In 2009 the New York Attorney General Andrew Cuomo ordered Riverstone Holdings LLC to pay $30 million in restitution after Riverstone Holdings employed fixers to get them business from pension funds controlled by "corrupt" state officials.

Then in 2013, Riverstone (operating without Carlyle) raised $7.7 billion for its fifth main energy fund, Riverstone Global Power & Energy Fund V.

In 2016, Riverstone raised $5.1 billion for its sixth main energy fund, Riverstone Global Power & Energy Fund VI.

Also in 2016, Riverstone raised its first flagship credit fund. In 2018 Riverstone raised $750 million for its second credit fund.

In October 2020 Riverstone's Decarbonization Plus Acquisition Corporation (Nasdaq: DCRB) priced a $200 million IPO. In February 2021, Riverstone's Decarbonization Plus Acquisition Corporation II (Nasdaq: DCRN) priced a $350 million IPO.

==Operations==
As of 2020, Riverstone and Carlyle have six main funds focused on buyouts in energy, two credit funds, and a renewables investing platform with approximately $41 billion of total raised capital. It also manages Riverstone Energy, a company listed on the London Stock Exchange.

==Green/Environmental initiatives==
In June 2009, Riverstone/Carlyle acquired renewable energy company Pattern Energy Group LP, representing Riverstone's 10th transaction in the Renewable Energy Sector. Pattern Energy is one of the world’s largest private renewable energy companies, with large operating and development footprints in the United States, Canada, and Japan.

In March 2010, Riverstone/Carlyle made an investment in Enviva Partners LP. Enviva is one of the largest suppliers of wood pellets and other processed woody biomass in the world. These products are used by industrial customers.
The AES Corporation and Riverstone Holdings LLC announced on March 25 that they have committed up to 1 billion as a part of a new joint venture to develop a global platform of utility-scale solar photovoltaic projects. Together, these firms have provided $500 million of capital over five years to invest in PV solar projects around the world. This jointly owned entity is known as AES Solar, a developer and operator of utility-scale solar installations that will be connected to power grids that supply businesses. These installations consist of land based solar PV panels that capture sunlight and convert it to electricity in order to feed the power grid. In July 2020, Enviva Holdings, LP successfully completed a recapitalization with more than $1 billion of new equity contributions and incremental equity commitments from affiliates of Riverstone.

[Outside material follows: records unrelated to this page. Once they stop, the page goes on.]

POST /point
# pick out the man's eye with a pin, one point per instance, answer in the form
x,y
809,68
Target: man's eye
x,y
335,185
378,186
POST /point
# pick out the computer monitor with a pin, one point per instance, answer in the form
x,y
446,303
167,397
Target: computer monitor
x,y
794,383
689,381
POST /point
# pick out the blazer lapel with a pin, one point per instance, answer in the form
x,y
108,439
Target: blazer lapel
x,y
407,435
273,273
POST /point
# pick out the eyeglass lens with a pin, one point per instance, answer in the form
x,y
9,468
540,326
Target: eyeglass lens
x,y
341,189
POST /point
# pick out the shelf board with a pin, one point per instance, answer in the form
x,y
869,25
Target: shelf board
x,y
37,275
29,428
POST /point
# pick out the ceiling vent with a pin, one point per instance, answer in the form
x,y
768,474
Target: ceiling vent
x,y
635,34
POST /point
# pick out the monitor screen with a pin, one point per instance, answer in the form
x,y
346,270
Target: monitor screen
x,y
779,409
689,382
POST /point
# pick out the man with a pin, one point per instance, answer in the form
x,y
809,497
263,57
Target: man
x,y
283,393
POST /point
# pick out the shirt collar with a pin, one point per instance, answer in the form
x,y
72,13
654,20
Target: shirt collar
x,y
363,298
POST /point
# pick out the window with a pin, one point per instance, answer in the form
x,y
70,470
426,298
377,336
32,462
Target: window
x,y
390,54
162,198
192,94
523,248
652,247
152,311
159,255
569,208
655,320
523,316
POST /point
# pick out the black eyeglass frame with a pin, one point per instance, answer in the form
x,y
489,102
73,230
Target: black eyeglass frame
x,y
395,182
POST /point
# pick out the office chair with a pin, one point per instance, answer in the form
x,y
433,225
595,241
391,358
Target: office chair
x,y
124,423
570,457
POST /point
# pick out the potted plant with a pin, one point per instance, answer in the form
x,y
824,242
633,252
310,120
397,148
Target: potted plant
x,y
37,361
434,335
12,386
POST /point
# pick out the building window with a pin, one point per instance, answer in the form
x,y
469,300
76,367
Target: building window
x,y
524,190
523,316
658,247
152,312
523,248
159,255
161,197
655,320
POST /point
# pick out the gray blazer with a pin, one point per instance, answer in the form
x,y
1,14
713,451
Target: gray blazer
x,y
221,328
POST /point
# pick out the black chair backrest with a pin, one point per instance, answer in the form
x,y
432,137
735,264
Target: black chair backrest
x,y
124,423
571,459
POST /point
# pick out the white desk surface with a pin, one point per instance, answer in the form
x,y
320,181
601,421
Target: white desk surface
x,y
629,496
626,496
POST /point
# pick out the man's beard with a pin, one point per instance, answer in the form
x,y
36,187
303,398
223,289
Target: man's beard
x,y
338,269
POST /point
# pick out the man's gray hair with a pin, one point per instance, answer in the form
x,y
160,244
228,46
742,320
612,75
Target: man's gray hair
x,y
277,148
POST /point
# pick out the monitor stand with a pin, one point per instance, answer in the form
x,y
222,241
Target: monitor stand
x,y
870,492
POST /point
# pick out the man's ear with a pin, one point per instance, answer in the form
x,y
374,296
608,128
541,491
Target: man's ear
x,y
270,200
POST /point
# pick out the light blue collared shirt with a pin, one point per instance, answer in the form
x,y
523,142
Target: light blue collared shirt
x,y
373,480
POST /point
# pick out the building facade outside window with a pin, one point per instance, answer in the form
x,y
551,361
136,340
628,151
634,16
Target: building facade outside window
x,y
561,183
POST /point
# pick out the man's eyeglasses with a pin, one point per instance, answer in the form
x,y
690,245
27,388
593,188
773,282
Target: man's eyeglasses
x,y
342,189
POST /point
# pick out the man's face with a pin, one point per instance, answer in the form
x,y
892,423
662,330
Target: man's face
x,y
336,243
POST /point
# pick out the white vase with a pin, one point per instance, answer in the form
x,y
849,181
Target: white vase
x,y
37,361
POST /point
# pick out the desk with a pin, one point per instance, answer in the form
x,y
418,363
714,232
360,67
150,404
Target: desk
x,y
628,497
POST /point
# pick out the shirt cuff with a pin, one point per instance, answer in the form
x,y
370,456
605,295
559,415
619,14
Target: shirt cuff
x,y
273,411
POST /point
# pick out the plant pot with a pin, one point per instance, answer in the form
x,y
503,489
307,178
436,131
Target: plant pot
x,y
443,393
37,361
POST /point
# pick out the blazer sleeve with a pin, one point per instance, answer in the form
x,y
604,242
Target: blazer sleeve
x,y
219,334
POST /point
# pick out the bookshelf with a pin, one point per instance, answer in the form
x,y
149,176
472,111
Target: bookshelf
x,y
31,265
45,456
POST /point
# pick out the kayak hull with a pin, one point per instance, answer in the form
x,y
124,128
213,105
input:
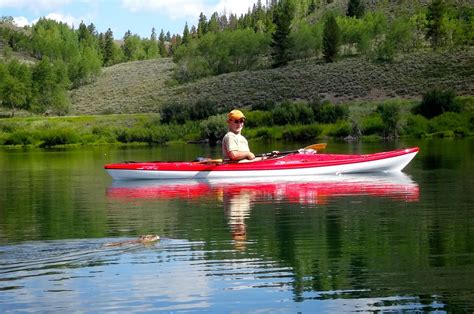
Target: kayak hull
x,y
290,165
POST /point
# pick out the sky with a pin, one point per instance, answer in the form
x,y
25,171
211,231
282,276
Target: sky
x,y
138,16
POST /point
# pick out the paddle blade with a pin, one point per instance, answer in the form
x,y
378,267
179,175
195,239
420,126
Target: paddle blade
x,y
317,147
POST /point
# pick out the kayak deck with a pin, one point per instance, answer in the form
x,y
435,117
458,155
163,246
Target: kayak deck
x,y
291,164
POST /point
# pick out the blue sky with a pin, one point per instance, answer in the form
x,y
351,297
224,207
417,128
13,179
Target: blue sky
x,y
138,16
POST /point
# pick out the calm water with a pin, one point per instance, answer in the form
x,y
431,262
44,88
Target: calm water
x,y
330,244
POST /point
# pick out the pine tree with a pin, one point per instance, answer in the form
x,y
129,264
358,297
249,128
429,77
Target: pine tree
x,y
202,25
331,39
436,11
162,45
186,37
355,8
281,42
108,52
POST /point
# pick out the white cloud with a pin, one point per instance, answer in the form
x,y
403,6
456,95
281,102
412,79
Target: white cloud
x,y
33,5
21,21
232,6
176,9
68,19
188,8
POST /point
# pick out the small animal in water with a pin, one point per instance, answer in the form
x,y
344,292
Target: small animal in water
x,y
143,239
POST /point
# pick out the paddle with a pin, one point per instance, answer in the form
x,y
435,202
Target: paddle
x,y
317,147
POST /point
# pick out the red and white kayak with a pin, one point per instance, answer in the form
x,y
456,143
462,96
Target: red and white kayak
x,y
295,164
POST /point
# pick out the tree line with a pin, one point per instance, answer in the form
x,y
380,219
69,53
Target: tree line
x,y
288,30
270,35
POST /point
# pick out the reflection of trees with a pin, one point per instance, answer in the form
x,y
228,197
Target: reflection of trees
x,y
237,209
372,248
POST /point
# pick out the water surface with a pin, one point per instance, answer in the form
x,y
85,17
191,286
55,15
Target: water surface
x,y
346,243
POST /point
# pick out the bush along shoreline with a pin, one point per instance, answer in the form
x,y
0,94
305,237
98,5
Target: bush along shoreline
x,y
440,113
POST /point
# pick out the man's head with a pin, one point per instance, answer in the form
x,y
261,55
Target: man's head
x,y
235,120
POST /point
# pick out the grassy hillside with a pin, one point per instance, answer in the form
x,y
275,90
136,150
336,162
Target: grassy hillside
x,y
144,86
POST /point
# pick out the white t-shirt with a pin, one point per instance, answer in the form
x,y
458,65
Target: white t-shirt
x,y
234,142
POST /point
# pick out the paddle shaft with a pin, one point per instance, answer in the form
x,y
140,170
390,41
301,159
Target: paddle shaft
x,y
316,147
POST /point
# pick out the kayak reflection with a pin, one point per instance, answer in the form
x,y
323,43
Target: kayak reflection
x,y
304,190
238,195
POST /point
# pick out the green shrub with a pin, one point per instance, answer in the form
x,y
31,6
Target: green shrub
x,y
461,132
20,137
264,134
267,105
59,136
258,118
214,128
436,102
372,124
158,136
390,115
289,112
174,113
447,121
327,112
340,129
202,109
416,125
302,133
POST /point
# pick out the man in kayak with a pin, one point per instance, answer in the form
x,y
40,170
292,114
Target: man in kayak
x,y
234,145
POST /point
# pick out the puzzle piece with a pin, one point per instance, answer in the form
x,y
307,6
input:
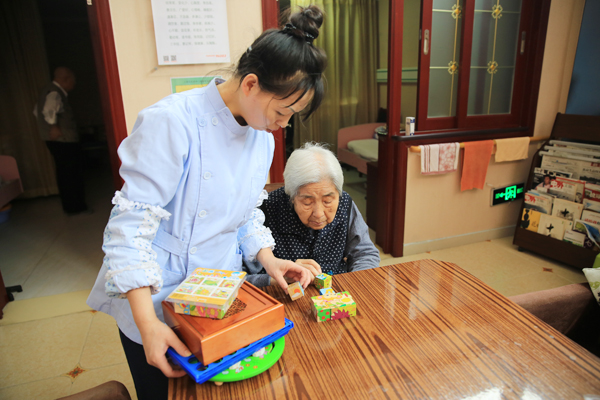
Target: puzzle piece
x,y
295,290
322,281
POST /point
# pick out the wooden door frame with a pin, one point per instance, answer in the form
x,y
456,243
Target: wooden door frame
x,y
400,144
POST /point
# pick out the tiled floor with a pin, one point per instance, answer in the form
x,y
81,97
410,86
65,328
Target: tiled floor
x,y
53,345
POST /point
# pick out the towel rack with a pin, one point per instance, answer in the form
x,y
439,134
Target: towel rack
x,y
534,139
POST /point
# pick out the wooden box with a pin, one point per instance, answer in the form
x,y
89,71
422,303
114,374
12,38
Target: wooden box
x,y
212,339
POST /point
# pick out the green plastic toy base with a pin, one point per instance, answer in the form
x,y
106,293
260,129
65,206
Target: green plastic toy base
x,y
252,366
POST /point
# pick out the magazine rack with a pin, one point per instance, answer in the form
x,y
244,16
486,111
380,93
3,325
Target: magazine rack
x,y
581,128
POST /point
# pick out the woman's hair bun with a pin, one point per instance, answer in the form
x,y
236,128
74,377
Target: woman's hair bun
x,y
308,19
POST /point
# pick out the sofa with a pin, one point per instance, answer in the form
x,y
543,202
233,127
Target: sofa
x,y
356,145
572,310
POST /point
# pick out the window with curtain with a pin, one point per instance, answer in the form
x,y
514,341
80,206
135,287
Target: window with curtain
x,y
473,63
349,37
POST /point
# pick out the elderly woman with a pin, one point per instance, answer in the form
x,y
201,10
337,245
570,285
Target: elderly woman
x,y
313,221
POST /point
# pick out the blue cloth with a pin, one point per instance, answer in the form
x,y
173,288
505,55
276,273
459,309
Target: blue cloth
x,y
193,179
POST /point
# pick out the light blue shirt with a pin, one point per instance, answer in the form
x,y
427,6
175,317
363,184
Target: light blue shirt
x,y
193,179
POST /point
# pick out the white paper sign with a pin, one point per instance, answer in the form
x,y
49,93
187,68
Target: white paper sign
x,y
191,31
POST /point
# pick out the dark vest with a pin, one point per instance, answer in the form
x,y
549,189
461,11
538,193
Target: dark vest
x,y
65,119
294,240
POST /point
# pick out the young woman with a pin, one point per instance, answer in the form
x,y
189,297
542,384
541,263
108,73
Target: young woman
x,y
194,168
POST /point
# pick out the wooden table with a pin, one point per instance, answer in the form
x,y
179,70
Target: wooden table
x,y
424,330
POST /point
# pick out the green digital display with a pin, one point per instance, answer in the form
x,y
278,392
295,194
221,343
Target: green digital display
x,y
507,194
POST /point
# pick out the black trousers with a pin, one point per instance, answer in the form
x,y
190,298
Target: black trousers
x,y
69,175
150,382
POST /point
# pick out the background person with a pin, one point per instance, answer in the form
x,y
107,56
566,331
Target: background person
x,y
57,127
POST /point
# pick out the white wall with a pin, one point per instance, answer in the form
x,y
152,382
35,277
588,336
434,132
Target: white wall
x,y
143,82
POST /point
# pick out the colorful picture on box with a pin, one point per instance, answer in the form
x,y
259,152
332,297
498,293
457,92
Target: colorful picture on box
x,y
202,291
223,294
186,289
196,280
228,283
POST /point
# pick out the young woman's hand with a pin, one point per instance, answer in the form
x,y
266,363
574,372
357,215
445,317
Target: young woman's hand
x,y
280,269
156,336
311,265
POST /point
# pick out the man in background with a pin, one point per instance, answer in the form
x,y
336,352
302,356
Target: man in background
x,y
57,127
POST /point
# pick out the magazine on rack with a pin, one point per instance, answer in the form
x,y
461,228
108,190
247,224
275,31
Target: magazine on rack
x,y
592,191
538,202
593,205
590,172
579,187
553,226
567,209
542,177
591,217
574,237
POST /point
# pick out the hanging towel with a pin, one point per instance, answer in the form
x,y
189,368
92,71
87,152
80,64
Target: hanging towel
x,y
439,158
475,164
512,149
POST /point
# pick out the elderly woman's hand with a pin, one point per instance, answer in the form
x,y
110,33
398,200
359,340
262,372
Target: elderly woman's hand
x,y
311,265
280,269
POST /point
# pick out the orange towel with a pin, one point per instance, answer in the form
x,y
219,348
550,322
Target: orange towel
x,y
475,164
512,149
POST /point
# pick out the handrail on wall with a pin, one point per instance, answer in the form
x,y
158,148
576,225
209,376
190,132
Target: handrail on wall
x,y
417,149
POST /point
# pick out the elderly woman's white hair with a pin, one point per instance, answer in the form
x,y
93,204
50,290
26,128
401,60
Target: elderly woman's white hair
x,y
311,163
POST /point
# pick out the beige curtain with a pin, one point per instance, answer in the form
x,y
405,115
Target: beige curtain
x,y
349,37
23,72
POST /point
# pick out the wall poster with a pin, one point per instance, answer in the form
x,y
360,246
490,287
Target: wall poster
x,y
191,31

In January 2021, Riverstone made a commitment to FreeWire Technologies, in electric vehicle (EV) charging and power. Also in January, Riverstone Energy Limited announced an investment of $25 million in Loanpal, LLC, a sustainable home improvement fintech provider used in over half of U.S. residential solar system sales.

In February 2021, Riverstone published their second annual ESG report detailing their commitment to ESG and responsible investing.